Fear has been creeping in slowly into my mind and as Herbert put it, fear is the mind killer. It needs to be faced and put in its proper place. Since I think in bullet points, here are the ones creeping in lately:

  • Career – I’ve been off my job since June last year and I’ve no desire to get back into the fray. Do I have a career anymore?
  • Big expectations – As an organizer for a conference coming up in April, I’m working on one fear with two faces: Doubt. Can I really pull it off? Will we succeed in delivering a good performance?
  • Confrontation – I’ve known for  a while, that I fear the unknown. This translates into my fear of deep water; I can’t dive!
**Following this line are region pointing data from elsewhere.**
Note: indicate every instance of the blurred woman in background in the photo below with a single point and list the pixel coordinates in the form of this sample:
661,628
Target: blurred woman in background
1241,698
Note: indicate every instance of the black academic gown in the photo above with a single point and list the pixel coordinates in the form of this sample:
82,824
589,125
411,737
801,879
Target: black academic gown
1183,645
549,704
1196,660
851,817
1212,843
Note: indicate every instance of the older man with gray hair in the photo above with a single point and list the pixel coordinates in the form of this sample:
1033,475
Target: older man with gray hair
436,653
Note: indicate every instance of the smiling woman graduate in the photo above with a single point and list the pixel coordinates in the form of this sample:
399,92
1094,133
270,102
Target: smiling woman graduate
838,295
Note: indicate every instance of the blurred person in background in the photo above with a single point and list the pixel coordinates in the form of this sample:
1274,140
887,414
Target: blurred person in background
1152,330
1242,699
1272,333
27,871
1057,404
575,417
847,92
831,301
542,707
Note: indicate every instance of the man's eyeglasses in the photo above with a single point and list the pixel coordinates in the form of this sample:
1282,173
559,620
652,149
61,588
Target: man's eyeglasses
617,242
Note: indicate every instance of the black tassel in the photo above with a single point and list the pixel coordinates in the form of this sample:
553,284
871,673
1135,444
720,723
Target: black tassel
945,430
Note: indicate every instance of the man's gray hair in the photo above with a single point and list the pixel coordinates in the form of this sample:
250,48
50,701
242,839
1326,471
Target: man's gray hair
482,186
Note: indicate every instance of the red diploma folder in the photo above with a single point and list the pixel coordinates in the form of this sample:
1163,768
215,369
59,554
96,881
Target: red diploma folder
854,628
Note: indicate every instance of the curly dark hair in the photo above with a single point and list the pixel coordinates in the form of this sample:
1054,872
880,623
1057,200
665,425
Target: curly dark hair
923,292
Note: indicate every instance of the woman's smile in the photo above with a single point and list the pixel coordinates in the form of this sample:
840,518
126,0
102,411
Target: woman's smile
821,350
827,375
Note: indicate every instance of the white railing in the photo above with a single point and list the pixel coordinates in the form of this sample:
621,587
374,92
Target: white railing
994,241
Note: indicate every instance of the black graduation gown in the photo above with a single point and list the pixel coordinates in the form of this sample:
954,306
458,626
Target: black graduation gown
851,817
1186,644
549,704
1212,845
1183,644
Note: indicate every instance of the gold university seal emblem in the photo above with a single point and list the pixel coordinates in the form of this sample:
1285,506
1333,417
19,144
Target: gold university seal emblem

And at other times, it comes up in situations like dealing with neighbors whom I barely know and dealing with the almost daily requirement confrontation that I seem to find in India in other areas

I can’t seem to find any comforting answers to take away these fears, so I need to persevere. A quotation I once noted down said, “things will probably turn out to be just fine, but it takes nerves to just watch.”

Another dimly remembered story comes to mind – of a reactionary who’s given up on his comrades and is sulking in his home in front of the fire. One day a close friend comes by and sits silently beside him. After a short while, using the poker he extracts a red hot coal from the fire and sets it on the hearth. Soon, the color dims and all that is left behind is ash.

Yet, if you heap too many coals together, it takes a lot to get the fire going. An interesting conundrum here: company to keep the fires burning and some breathing spaces to keep it from choking.